Sat in the Tuileries in the gentle heat of the spring sun with my lifelong friend and her University pals, a galaxy of beauty. Art is a very much inferior second-place to the real deal, the pretty girl, the bursting bud of youth, the smiling symmetry of all that is good and true. I would be content to bask in the radiance of attractive girls all day every day but I finally bowed to repeated calls to move on, and off we went to the Musée Rodin.
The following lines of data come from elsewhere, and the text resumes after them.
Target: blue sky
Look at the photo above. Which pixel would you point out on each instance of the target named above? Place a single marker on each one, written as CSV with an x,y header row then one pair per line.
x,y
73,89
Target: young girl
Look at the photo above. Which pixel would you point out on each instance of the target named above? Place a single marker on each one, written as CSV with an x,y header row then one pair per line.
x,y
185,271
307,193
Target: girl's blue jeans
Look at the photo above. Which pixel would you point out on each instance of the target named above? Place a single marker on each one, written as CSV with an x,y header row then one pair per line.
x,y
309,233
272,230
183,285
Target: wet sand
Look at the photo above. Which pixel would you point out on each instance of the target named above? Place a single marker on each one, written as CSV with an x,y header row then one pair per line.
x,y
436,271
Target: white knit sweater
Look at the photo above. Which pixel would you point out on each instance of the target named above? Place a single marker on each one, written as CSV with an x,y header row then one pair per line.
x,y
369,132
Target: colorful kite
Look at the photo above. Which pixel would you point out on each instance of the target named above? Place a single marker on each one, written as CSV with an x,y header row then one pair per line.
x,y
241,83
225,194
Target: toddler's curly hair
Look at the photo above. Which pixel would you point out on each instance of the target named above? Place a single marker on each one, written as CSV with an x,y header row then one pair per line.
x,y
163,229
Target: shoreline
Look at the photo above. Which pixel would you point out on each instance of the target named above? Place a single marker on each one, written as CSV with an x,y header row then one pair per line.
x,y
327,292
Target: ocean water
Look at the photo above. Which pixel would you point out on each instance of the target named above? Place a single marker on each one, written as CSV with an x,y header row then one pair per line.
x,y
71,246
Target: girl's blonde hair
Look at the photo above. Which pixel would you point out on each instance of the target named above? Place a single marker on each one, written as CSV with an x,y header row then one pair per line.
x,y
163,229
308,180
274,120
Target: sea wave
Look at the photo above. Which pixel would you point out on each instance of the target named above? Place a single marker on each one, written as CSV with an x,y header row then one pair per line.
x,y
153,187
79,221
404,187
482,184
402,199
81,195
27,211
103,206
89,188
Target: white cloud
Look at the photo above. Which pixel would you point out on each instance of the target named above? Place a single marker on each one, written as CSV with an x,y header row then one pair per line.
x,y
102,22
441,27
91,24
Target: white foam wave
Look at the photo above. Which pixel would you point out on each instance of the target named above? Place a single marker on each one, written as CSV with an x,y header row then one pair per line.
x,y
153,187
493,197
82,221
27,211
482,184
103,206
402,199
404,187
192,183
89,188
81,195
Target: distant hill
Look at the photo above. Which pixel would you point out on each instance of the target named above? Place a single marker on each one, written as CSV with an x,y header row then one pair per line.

Another situation to drown in; this time not in the profusion of people but in the tidal wave of work. Such a prolific artist, such a vast breadth of stuff produced, the man must have been obsessed. He tried everything, ceaselessly. He was a passable, second-rate realist painter and sculptor but he broke away from that and instead churned out a staggering quantity of work in his own slap-dash style -- so much of it in fact that some of it is actually rather powerful. The main enjoyment for me was the glorious textures, patinas, colours of the materials he used: delicious deep murky gloopy chocolatey bronze, sickly gone-off green blue copper oxide, crystalline white soft marble, bashed about rock, gemlike onyx, work-in-progress plaster, cooked earth scooped and scratched and pushed and smeared.
The lesson: keep working, chuck stuff out continuously. Just churn it out and confuse people into thinking that breadth and quantity is as good as quality. It might very well be.